# Buidling A Plan to Starting Over



## lonelywolf (Mar 2, 2020)

Hello. I believe my marriage has reached its end and I'm looking for advice about starting over. During this marriage I feel like I've lost myself and not sure who I am anymore or feel like I've lost most of myself. I want to move away from this state as I'm not from here and have no family/friends/connections here but, uncertain where would be a good fit. I don't have any savings as I have been carrying the financial weight on my shoulders and uncertain if I will get half of the value of the home or what I will get to keep. The other things I should mention is that I'm disabled and have been out of work for three years.

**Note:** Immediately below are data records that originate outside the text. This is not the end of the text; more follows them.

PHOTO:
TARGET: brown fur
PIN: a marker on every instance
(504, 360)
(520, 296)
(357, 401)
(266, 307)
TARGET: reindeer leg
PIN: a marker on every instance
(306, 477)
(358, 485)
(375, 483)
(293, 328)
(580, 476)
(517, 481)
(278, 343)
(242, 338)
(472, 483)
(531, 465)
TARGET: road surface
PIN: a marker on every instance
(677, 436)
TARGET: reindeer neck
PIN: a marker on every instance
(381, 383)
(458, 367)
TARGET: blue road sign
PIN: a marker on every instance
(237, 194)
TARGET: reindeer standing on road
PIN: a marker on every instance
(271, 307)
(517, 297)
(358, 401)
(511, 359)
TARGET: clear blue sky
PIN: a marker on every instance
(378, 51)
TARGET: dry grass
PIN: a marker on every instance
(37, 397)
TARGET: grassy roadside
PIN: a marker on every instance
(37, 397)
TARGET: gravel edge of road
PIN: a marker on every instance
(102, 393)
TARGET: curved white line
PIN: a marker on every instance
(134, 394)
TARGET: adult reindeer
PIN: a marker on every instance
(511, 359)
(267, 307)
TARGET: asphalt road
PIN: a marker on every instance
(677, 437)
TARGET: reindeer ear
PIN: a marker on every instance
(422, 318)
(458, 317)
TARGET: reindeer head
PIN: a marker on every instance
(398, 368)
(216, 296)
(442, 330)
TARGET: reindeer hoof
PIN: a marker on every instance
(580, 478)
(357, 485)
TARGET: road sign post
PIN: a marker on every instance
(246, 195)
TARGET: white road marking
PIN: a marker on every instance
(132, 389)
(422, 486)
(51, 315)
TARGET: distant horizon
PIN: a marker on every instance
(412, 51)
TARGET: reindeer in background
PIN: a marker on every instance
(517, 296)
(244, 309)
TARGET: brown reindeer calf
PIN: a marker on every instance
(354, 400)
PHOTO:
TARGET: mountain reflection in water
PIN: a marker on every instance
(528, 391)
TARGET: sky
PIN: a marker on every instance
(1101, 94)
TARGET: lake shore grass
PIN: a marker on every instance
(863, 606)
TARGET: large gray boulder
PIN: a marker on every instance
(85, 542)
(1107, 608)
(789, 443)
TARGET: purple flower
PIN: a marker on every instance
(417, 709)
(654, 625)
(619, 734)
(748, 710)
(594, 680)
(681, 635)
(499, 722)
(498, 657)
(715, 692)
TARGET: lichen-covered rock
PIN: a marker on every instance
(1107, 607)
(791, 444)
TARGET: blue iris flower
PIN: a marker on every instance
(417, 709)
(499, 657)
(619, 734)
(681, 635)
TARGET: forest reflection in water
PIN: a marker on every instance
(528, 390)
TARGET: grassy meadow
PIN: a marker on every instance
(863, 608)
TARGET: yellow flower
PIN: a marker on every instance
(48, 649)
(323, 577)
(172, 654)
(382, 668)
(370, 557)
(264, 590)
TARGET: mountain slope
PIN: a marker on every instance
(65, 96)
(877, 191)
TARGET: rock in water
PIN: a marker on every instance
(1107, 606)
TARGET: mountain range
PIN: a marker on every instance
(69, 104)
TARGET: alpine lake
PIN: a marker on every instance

I get some disability for now but, in most areas what I make isn't enough and I'm still trying to fight for more disability. With everything going on I'm not sure where I should start or how to go about it? I'm just wondering if anyone has been in my shoes and where I should start or what good advice you have? Thank you in advance.


----------



## TomNebraska (Jun 14, 2016)

Sounds like you don't have kids tying you to your ex (since you're considering moving away) so thank your lucky stars for that.

When I found myself single again, like you I was also broke, as the divorce wiped out my savings, and living in an area where I didn't have any close friends or family. 

I can't move away, as my daughter is here, and I'm committed to remaining a part of her life. 

I looked at what I wanted to do that I hadn't had time and space to do because of my marriage.

I started taking sailing lessons, reading more, and exercising more. 

I like to drink, so I'd hit the bars and what not, but quickly dialed that back, because: 1) I really didn't have drinking buddies around anymore (all my local acquaintances were married and their wives didn't want them partying with the newly single guy), and 2) it's obviously not a healthy outlet for spending one's time.

I started doing OLD to meet someone, or at least have dates to go on to give me a social outlet. That was fun. I tried not to take it too seriously, but figured if I met someone solid, I would pursue it, and if not, I'd just enjoy being single.

my advice is to spend some time thinking about what you want to do with your life, what would make you happy, and take up a cheap hobby or two, to relax yourself, as you rebuild your finances so you can pursue your later-life's goals, whatever they may be


----------



## bobert (Nov 22, 2018)

lonelywolf said:


> Hello. I believe my marriage has reached its end and I'm looking for advice about starting over. During this marriage I feel like I've lost myself and not sure who I am anymore or feel like I've lost most of myself. I want to move away from this state as I'm not from here and have no family/friends/connections here but, uncertain where would be a good fit. I don't have any savings as I have been carrying the financial weight on my shoulders and uncertain if I will get half of the value of the home or what I will get to keep. The other things I should mention is that I'm disabled and have been out of work for three years. I get some disability for now but, in most areas what I make isn't enough and I'm still trying to fight for more disability. With everything going on I'm not sure where I should start or how to go about it? I'm just wondering if anyone has been in my shoes and where I should start or what good advice you have? Thank you in advance.


Try websites like Meetup or VolunteerMatch. Both are websites that can help you find things you are interested in and meet new people with similar interests. Many of the groups and opportunities are virtual so you should be able to find something that fits in with your comfort level. It's a good way to meet people that you will get along with.

As for wanting to move away but being unsure where to go, can you try narrowing it down? Is there a certain climate you prefer or that are better for your disability? Also, some areas are far more expensive than others so that is a factor as well. Do you have friends and family anywhere? That could be a factor. Is there anywhere you traveled that you loved? Etc.


----------